Anytime you feel niggly we can switch out the run for some cross training. So that’s always a good back up. Either 60 mins on the Elliptical or 30 on the Magic Stairs will replace a 60 min run.
I’m a little uncomfortable with the 5 runs, but if we do approach it carefully and use that cross training alternative I see no reason why it will be a problem.
Plus to get the plan under way it’s mainly easy aerobic work to build that base up again. Especially before the lactate testing as we want you to be fresh for that. I’ve taken that into account and given you the weekend rest before that and a light week.
Once we’ve done the testing it makes sense to do some threshold work, hence some 5 mile tempo runs, perhaps we can do more of these? Let’s see how it goes.
The main goal is the North Downs 30k, and I’ve put some big sessions in there to get you ready for that. These are sessions you won’t have done before having done so many half marathons. I think we can tweak your Marathon Pace depending how you progress.
Tuesday’s I’ve put in AC Track every other week. I really like this idea and running with stronger runners will do you the world of good.
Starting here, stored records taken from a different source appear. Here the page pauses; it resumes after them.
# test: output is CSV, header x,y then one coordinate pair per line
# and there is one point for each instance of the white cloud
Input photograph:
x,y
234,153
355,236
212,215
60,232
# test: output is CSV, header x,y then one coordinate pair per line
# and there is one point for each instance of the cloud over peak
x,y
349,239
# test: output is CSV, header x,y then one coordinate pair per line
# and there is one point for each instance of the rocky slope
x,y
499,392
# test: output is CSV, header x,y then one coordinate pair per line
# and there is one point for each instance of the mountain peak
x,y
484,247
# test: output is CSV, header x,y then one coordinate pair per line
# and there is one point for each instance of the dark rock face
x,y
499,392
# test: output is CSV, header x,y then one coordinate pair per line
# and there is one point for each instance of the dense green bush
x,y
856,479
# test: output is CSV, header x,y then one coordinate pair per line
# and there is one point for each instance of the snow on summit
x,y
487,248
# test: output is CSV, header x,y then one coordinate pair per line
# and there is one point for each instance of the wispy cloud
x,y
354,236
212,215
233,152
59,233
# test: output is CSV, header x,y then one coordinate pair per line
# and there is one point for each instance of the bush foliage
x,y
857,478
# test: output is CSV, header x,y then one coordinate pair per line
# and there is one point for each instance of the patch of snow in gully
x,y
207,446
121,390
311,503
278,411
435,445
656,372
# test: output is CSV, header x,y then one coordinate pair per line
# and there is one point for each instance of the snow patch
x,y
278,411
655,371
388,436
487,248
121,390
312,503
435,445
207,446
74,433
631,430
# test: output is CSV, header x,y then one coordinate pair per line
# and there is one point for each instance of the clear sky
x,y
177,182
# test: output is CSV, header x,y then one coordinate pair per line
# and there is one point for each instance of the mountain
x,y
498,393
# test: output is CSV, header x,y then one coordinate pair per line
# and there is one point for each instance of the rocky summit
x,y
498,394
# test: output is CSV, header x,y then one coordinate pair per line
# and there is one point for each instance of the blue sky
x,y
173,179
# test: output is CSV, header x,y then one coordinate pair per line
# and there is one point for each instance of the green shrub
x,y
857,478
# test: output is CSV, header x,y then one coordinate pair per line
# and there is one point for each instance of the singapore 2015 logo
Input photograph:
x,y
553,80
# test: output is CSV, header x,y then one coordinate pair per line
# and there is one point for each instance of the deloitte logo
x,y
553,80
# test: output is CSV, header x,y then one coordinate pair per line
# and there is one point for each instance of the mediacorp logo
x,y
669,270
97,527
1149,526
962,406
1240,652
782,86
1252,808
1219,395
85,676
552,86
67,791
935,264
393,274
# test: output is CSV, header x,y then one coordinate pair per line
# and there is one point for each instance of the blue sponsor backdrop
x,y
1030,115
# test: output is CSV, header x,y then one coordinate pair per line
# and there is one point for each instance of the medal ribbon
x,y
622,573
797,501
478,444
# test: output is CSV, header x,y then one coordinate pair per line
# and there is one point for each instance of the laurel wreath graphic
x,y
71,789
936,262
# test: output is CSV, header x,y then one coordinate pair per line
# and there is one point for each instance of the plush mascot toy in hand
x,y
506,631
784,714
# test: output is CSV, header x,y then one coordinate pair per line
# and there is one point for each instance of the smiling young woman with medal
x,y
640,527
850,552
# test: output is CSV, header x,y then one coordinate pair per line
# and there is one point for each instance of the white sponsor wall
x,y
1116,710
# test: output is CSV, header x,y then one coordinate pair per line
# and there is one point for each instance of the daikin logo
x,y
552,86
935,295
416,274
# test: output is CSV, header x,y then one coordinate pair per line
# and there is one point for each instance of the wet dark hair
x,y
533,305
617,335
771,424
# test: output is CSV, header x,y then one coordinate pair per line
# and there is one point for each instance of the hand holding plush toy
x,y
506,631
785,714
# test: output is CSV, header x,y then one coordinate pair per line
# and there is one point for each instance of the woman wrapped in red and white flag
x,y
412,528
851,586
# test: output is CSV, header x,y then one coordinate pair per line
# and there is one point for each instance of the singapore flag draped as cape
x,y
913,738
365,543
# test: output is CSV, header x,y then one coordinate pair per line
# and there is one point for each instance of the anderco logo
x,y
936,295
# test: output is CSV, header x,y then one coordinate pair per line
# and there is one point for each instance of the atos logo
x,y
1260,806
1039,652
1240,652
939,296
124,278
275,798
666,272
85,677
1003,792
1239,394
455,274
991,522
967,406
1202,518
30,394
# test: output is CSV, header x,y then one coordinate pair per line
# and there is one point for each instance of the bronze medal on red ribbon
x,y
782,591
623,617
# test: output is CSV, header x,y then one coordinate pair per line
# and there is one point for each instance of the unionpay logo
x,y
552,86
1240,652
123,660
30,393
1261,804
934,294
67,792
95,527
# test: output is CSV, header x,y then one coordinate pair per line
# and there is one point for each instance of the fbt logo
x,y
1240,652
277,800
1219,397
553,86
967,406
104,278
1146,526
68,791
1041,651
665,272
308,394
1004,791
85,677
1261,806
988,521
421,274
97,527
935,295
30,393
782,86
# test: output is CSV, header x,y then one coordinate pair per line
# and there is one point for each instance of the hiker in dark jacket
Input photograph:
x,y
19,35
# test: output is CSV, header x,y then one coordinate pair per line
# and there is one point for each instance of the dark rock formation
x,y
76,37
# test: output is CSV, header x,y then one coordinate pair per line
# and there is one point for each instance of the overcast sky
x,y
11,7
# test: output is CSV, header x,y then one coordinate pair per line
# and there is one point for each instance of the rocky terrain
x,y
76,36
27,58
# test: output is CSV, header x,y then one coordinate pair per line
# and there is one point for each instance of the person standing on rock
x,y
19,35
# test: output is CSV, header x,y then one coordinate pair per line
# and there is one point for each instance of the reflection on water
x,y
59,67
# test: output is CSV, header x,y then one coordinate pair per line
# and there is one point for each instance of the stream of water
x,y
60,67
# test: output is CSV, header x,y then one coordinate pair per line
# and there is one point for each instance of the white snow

Either side of that we’ve got some hill sessions which are crucial for the trail race, as well as a bit of speed work thrown in, but not much. We just want to make sure we don’t completely neglect those fast twitch muscle fibres. I like how Jake Barraclough jokes about the fact he doesn’t have a single fast twitch fibre, but we don’t want to ignore them.
I like this plan, in terms of pts, we are working just below that level when you picked up the groin niggle, but with the extra miles now likely to be banked I still think it’s not overdoing it.
If this goes to plan I think you’ll be in peak shape come the North Downs 30k.